La tutelle évoque, ces dernières semaines, des nouvelles mesures pour soutenir et renforcer tous les dispositifs inclus dans le cadre de l’irrigation d’appoint afin d’aider les agriculteurs à économiser l’eau face aux changements climatiques et au manque de précipitations. Est-ce suffisant pour faire face au stress hydrique ?
Le souci de l’heure et de demain sera de trouver de l’eau.
Quant à l’utiliser et la préserver, on y reviendra. Notre pays est
aride et possède un climat chaud où les pluies se raréfient de plus en plus.

Et, quand elles surviennent, c’est en trombe et inégalement réparties dans le temps et d’une région à une autre. L’année 2021 est un cas d’école à méditer. L’Ouest et le Centre du pays sont frappés d’une sécheresse inouïe, où même les grands barrages (Taksebt et Koudiat Assardoun) se sont retrouvés presque à sec. Heureusement que les pouvoirs publics ont anticipé une bonne partie du problème en investissant dans les barrages et leur interconnexion. Les efforts sont colossaux, mais ne seraient en aucun cas suffisants si les apports des stations de dessalement ne sont pas venus soulager les populations. C’est dire que l’eau, cet élément essentiel de la vie, sera l’enjeu le plus important pour les années à venir. Pas que pour l’AEP, mais aussi pour le secteur de l’agriculture gros consommateur pour environ 70% de la ressource mobilisée. Le pays a les moyens de s’en sortir, il compte déjà sur les nappes albiennes du Sud qui doivent être utilisées avec prudence (6 milliards de m3 an), car, dit-on, non renouvelables, les apports pluviaux devenus capricieux et aussi les eaux usées traitées, fort peu utilisées.
Il est temps de relier la contrainte de la ressource hydrique aux énergies renouvelables. Notre pays possède un gisement des plus appréciables pour se sortir du tout-fossile. Il est temps de se lancer dans le solaire pour qui, précisons-le, le Sahara, les Hauts-Plateaux et la steppe recèlent un incroyable gisement où le soleil brille pendant les 365 jours de l’année et assure un ensoleillement sans égal, jusqu’à 4 000 heures par an. L’énergie solaire produite à très bas coût (moins de 05 dinars le kilowatt) servira aux stations de dessalement de l’eau de mer qui sera renflouée vers les plaines du Tell et surtout les terres de l’arrière-pays, les Hauts-Plateaux et les étendues steppiques afin d’irriguer un maximum de surface.

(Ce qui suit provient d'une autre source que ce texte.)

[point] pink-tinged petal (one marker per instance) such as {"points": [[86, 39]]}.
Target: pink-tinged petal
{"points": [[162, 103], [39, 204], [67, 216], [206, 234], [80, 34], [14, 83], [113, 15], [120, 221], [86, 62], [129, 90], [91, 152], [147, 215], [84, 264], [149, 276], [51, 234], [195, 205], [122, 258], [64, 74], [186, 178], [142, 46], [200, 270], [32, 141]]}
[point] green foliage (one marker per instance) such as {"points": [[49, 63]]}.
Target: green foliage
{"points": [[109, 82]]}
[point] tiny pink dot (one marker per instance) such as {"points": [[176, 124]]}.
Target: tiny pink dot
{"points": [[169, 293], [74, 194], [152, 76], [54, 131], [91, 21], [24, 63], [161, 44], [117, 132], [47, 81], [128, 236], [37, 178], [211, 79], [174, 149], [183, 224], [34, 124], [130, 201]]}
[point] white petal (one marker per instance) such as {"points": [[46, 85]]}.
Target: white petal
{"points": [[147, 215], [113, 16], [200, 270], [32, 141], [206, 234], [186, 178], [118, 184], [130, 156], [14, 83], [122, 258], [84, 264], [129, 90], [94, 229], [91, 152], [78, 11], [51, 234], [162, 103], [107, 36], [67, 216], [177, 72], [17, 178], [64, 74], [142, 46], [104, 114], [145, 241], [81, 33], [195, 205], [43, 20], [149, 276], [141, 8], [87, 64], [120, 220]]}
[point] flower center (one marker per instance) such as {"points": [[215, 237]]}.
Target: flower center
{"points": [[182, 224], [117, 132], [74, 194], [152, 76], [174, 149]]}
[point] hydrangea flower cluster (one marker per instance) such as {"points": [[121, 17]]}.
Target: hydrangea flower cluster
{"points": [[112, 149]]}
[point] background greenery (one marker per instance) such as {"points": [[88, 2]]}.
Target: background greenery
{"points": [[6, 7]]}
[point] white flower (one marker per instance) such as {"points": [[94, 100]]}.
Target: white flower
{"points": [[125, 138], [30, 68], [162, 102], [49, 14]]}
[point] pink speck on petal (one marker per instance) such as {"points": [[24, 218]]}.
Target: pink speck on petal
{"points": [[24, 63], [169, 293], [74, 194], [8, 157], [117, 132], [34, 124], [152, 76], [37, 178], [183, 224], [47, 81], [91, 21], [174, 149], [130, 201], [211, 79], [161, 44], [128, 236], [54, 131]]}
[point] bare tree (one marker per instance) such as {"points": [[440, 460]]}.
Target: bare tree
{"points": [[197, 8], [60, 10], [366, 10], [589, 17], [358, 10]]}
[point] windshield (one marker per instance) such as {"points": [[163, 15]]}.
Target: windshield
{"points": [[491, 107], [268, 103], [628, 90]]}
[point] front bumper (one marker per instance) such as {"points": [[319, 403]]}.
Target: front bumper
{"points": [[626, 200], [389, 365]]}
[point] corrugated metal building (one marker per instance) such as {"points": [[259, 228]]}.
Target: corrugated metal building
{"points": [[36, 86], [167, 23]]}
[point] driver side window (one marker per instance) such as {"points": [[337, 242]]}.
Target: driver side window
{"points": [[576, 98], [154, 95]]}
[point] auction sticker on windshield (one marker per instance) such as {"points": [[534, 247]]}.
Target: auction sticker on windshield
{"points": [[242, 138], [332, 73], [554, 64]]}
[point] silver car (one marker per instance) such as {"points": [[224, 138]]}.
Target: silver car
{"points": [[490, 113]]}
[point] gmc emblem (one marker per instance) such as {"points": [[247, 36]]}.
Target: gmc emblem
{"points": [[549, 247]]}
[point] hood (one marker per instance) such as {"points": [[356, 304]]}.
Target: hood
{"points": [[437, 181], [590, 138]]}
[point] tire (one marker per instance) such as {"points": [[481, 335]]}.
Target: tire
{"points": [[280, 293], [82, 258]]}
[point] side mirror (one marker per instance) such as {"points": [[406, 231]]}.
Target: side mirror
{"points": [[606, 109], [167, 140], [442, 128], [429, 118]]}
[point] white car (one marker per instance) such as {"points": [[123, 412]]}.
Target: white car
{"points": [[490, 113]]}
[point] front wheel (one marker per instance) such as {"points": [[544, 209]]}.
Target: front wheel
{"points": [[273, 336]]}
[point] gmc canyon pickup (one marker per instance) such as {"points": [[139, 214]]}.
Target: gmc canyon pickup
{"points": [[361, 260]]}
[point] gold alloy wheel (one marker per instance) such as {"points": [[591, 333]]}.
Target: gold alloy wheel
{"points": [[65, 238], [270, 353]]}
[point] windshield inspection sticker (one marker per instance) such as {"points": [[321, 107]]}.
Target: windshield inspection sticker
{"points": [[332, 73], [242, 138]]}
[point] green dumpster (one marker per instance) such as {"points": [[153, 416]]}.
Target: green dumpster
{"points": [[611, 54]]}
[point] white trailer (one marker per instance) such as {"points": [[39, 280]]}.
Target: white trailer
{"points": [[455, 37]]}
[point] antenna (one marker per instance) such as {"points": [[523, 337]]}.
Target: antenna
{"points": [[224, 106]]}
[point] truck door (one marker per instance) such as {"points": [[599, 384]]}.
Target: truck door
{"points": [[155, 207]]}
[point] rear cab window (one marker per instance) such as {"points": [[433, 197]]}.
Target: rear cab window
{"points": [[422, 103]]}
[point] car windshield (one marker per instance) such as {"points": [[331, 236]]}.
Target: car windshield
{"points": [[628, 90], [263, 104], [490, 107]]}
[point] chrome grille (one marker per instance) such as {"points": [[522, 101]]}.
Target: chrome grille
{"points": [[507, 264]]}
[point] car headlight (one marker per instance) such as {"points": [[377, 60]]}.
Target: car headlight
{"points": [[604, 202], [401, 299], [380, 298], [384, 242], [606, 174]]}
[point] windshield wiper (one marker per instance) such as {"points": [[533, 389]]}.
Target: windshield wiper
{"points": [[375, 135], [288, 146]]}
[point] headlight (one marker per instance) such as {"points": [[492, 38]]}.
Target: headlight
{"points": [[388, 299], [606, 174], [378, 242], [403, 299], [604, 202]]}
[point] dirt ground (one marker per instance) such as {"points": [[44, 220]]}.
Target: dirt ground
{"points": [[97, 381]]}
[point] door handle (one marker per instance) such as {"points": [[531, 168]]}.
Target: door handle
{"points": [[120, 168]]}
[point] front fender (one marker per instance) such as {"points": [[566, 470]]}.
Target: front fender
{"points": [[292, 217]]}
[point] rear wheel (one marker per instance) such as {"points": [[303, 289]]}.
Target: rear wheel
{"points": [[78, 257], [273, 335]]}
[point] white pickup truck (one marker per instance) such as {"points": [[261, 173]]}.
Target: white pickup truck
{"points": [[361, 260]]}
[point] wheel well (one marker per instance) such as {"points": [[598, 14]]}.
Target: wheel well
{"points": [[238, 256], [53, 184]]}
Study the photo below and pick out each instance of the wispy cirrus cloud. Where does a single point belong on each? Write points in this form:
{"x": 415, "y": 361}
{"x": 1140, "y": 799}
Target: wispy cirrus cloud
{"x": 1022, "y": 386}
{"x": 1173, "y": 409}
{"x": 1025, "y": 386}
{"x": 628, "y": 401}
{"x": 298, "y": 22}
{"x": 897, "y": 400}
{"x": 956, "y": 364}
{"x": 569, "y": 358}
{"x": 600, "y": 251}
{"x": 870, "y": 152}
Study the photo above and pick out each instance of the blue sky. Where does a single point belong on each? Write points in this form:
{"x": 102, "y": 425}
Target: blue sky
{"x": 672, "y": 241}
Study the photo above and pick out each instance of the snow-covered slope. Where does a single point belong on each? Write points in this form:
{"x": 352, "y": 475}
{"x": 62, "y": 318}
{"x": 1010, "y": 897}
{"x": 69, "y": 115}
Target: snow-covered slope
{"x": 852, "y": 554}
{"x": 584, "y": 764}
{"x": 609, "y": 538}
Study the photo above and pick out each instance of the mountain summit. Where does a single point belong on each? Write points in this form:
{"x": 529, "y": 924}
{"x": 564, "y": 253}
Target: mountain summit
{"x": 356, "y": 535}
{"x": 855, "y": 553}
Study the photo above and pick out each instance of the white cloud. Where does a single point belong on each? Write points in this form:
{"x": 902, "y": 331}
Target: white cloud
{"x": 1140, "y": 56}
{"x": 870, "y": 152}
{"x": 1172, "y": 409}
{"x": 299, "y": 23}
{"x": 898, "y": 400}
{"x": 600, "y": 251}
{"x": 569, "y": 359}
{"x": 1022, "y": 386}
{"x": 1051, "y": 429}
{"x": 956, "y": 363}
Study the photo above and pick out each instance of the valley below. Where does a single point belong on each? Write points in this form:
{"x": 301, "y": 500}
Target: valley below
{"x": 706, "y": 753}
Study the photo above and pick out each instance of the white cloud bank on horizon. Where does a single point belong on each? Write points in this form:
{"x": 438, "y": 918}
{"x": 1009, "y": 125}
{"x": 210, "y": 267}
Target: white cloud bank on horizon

Ce ne sera qu’à ce prix que la sécurité alimentaire du pays se réalisera. Grâce au dessalement, le sud de l’Espagne qui en est un parfait exemple, est devenu le potager de l’Europe. Et pourquoi pas nous, ne sommes-nous pas dans le même système édaphique ?
Quant à l’utilisation des eaux, le tout goutte-à-goutte et le tout-aspersion doivent prévaloir. Des efforts sont déjà consentis par les pouvoirs publics pour augmenter la SAU irriguée. Mais, pour l’heure, ces efforts sont restés en deçà des espérances. La superficie irriguée estimée à 1 300 000 ha dont 700 000 en systèmes économiseurs n’arrivent pas à décoller. Faudra-t-il encore s’occuper des 600 000 autres hectares où les agriculteurs dilapident cette ressource sans vergogne. Relier l’utilisation de l’eau au levier des aides serait une bonne approche.